Staging SFT training #2148

rakkit · 2025-12-12T17:09:54Z

TL;DR

Adds SFT training to Torchtitan plus a small greedy_packing addition.

Most of code borrowed from Verl and OpenRLHF

Changes

Added SFT dataset config to job config
Updated attention + modifying get_attention_masks to support SFT masks (only landed on Llama3 now)
Temporarily use HFTokenizer, need to fix this later
Added SFT dataset/dataloader that returns input_ids, labels (user tokens masked), attention_masks, position_ids

TODO

Need to verify PP / CP
Val dataset not working yet (may depend on fixed validation error when using flash attention #2142)

Run

CONFIG_FILE="./torchtitan/models/llama3/train_configs/debug_model.toml" NGPU=4 ./run_train.sh \
  --training.running_sft_training \
  --model.flavor=debugmodel_varlen_attn \
  --training.dataset_path=openai/gsm8k \
  --sft_data_config.dataset_subset=main

more test

CONFIG_FILE="./torchtitan/models/llama3/train_configs/llama3_8b.toml" NGPU=4 ./run_train.sh \
 --training.running_sft_training \ --model.flavor=8B_varlen \ --training.dataset_path=openai/gsm8k \
 --sft_data_config.dataset_subset=main \
 --model.hf_assets_path="$Home/Meta-Llama-3.1-8B-Instruct/" \
 --training.local_batch_size=8 \ --activation_checkpoint.mode=full \
 --training.seq_len=2048 \ --training.steps=100 \
 --lr_scheduler.warmup_steps=10 \  --debug.seed 10 \
 --sft_data_config.pad_mode=right \
 --metrics.enable_wandb \

(torch 2.10.0.dev20251124+cu129 and i am using cudnn attention )

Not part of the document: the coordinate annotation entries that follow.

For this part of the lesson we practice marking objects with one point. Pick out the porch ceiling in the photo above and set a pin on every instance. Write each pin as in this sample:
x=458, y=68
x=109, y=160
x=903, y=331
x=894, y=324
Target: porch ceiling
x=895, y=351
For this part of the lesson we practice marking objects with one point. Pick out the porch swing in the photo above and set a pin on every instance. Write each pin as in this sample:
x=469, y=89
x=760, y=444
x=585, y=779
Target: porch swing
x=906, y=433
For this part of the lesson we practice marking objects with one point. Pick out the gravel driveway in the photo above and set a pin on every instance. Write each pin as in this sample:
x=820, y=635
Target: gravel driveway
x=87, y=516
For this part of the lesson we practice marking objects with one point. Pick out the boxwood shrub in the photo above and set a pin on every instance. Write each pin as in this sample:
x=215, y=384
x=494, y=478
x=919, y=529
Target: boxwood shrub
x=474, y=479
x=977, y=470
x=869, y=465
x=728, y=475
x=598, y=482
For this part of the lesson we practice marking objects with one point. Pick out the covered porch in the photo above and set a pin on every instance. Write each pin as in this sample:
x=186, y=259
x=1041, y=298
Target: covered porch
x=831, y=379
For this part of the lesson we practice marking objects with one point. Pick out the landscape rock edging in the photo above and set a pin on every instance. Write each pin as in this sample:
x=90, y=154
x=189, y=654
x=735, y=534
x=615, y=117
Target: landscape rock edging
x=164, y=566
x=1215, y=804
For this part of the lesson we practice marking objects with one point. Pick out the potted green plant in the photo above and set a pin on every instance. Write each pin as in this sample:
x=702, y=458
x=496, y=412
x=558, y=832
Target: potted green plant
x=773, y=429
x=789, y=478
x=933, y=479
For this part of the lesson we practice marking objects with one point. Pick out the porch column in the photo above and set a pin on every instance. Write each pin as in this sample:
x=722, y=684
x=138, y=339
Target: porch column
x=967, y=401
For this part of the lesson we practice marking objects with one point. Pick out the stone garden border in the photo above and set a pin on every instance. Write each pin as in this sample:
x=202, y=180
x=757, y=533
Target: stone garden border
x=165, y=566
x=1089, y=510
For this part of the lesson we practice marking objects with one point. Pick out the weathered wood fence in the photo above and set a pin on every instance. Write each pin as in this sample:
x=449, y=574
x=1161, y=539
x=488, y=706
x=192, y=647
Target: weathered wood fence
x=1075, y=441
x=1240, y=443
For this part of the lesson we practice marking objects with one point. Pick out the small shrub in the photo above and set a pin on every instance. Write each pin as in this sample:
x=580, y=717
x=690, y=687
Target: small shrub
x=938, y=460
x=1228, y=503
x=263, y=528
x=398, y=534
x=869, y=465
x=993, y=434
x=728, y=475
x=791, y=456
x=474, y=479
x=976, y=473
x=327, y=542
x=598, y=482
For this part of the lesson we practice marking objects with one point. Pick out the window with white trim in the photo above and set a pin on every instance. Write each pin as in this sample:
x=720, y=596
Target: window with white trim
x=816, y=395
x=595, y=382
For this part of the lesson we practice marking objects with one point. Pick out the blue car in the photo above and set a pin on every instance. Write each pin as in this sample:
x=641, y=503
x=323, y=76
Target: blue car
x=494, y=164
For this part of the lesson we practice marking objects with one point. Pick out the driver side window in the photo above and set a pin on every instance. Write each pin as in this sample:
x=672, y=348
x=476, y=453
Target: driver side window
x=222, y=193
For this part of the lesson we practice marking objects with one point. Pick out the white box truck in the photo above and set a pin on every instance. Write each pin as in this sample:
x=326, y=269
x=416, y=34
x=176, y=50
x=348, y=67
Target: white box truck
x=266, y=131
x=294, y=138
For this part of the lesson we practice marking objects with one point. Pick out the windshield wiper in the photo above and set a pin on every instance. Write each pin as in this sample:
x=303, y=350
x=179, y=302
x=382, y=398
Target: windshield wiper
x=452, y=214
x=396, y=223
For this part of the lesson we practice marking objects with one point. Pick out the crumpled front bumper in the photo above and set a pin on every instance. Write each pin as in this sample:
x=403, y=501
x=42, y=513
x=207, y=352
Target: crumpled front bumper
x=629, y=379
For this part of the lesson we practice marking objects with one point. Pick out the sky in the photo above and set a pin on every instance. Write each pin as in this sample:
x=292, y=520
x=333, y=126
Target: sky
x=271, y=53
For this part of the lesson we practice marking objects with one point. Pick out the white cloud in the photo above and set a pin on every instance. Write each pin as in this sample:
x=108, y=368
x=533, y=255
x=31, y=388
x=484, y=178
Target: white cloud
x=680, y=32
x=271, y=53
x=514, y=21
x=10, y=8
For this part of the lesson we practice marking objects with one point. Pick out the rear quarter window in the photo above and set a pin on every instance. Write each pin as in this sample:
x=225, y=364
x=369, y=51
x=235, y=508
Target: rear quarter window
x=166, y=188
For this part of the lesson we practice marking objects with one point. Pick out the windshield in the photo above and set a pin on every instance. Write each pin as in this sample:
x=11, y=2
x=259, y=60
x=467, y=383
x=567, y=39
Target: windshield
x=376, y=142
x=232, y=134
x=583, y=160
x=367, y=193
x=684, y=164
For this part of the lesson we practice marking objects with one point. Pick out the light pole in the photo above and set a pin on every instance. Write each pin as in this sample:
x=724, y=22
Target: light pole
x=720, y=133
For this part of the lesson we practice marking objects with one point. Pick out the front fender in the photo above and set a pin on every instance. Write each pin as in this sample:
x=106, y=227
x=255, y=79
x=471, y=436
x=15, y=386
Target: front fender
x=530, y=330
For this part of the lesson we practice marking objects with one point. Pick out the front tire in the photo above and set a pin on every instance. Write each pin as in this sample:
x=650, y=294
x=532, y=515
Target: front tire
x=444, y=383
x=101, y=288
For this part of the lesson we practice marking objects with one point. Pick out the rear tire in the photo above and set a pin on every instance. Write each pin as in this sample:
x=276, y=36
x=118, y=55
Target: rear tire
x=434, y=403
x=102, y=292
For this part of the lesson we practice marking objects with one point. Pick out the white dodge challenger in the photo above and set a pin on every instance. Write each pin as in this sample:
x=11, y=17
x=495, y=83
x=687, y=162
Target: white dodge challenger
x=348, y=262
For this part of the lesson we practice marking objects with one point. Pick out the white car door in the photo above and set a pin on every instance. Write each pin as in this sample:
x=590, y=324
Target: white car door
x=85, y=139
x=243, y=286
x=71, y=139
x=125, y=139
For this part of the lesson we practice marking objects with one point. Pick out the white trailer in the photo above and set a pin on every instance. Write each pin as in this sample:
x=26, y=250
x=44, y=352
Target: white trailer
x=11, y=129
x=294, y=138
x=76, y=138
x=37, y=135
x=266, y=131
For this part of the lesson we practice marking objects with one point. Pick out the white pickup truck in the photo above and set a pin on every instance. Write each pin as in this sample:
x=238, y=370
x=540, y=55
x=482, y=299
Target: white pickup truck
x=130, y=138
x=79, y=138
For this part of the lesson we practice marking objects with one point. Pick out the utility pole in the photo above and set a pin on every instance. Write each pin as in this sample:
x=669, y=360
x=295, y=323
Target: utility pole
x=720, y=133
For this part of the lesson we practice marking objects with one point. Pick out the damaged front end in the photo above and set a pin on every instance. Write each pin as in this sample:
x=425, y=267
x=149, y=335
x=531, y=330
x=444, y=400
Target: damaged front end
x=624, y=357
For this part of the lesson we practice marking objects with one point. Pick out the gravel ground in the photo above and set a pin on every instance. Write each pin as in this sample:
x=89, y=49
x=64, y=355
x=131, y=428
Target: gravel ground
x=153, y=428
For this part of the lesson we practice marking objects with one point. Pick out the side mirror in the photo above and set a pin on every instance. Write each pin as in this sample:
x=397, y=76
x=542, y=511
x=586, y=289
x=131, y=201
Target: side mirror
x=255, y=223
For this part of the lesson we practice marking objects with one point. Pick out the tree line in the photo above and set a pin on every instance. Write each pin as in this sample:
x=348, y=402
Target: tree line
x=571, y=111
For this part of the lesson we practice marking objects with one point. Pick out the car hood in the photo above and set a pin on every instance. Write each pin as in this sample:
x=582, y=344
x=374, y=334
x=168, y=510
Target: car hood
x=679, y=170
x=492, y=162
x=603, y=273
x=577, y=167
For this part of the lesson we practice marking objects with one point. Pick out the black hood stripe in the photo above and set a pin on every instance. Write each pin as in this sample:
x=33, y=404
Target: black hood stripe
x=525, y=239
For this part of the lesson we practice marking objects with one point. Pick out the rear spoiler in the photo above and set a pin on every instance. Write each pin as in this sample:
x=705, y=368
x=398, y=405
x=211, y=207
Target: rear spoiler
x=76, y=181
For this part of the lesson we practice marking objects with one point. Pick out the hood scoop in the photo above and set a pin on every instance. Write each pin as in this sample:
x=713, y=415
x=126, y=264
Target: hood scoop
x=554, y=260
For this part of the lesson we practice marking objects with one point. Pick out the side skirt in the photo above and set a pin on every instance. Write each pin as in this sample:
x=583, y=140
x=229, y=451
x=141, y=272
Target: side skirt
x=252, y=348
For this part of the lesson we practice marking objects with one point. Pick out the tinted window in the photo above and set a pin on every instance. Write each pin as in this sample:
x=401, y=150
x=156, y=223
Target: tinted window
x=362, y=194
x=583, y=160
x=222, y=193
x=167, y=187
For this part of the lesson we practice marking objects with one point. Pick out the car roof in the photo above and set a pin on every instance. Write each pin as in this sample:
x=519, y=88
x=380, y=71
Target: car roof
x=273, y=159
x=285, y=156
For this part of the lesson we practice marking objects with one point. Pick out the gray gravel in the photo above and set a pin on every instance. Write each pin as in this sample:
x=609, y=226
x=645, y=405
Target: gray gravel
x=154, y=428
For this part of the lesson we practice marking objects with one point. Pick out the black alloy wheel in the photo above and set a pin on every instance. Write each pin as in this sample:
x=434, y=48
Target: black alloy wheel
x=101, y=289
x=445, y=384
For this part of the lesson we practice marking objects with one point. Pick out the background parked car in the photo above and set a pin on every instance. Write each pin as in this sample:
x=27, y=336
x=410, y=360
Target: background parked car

compile does not work for no-padding because the seq-len for each training step keeps changing. We could pad the buffer to seqlen when turning on greedy_packing. (its packing_on++) to make compile happy.

rakkit · 2025-12-12T22:19:25Z

Just confirm it works on the SFT dataset in "multiturn" format, with/ and w/o the tool, and on reasoning data.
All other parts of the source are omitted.